Security vulnerabilities in our products

Forgot your password?

Please enter your username or email. We’ll send you an email with instructions on how to reset your password. If you have forgotten your username, did not receive the email to reset your password or need help, contact our support team.

A security vulnerability has been identified in Kyocera Document Solutions’ MFPs and printers.

Vulnerability description

Three vulnerabilities have been identified:

This vulnerability is subject to a situation where a third party can access the network.
Vulnerability problems will not occur unless the environment is accessed by a third party.

Vulnerability ID: JVN#46345126
https://jvn.jp/jp/JVN46345126/

1. Session Management Defects in Command Center Vulnerability (CVE-2022-41798）
A vulnerability that allows users to login without login authentication by forged cookies in an environment where the product is accessible through Command Center.

2. Inadequate Authentication of Command Center (CVE-2022-41807）
In an usage environment where the product is accessible via Command Center, if a client (a malicious attacker's personal computer) issues a request to a server (the product) to change device settings using the Common Gateway Interface (CGI), configuration changes can be made without logging in to Command Center.

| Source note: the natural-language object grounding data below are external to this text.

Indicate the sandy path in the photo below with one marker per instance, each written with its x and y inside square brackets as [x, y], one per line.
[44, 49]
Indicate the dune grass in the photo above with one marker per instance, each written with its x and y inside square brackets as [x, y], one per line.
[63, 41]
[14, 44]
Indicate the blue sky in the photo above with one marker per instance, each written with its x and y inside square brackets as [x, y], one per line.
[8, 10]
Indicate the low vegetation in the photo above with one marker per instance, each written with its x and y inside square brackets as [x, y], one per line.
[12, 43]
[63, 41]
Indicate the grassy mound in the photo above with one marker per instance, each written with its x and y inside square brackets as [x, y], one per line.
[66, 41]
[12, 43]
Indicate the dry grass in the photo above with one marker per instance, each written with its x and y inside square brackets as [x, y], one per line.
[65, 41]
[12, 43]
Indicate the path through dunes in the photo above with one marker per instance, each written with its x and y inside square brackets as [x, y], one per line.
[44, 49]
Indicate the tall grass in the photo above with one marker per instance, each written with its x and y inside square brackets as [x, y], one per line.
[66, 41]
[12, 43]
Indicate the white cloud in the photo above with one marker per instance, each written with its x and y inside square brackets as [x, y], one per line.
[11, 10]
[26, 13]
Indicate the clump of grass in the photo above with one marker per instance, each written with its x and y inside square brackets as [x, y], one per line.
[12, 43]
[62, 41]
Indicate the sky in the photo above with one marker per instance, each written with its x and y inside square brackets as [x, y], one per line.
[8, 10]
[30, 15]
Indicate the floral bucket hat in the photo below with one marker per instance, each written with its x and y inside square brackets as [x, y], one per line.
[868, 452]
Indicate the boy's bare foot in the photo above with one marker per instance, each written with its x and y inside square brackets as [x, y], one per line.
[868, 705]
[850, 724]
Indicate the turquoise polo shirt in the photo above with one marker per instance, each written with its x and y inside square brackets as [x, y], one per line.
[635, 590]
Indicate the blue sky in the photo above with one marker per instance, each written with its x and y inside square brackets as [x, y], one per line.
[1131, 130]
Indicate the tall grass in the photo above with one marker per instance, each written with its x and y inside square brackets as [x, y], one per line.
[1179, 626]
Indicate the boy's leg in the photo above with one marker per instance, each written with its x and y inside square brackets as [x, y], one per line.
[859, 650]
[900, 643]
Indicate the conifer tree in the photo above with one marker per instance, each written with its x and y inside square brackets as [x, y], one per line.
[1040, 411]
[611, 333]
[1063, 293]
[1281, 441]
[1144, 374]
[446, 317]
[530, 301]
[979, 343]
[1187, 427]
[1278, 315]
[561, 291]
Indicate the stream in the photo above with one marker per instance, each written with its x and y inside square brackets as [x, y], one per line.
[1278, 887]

3. Cross-site scripting vulnerability in Command Center (CVE-2022-41830）
In an usage environment where the product is accessible via Command Center, a vulnerability could allow an attacker to embed malicious JavaScript in a certificate by exploiting the ability to register, configure, and reference SSL/TLS certificates in the Command Center security settings. Therefore, when the equipment administrator logs in to the Command Center and references the SSL/TLS certificate, JavaScript is executed and the equipment administrator can be victimized.

Please contact your services provider to apply the firmware that addresses the security vulnerability.

Until the firmware is applied, please take the following workaround measures.

Workaround

Workaround 1

To reduce the risk of information leakage and unauthorized use due to unauthorized access from outside, please use the multifunction copiers in an environment protected by a firewall or other means when connecting them to the Internet. This will block unauthorized access from outside via the Internet.

Workaround 2

It is recommended that the IP address of the multifunction copiers/printers be operated with a private IP address* set. If a global IP address is set, the risk of information leakage due to unauthorized access from outside increases.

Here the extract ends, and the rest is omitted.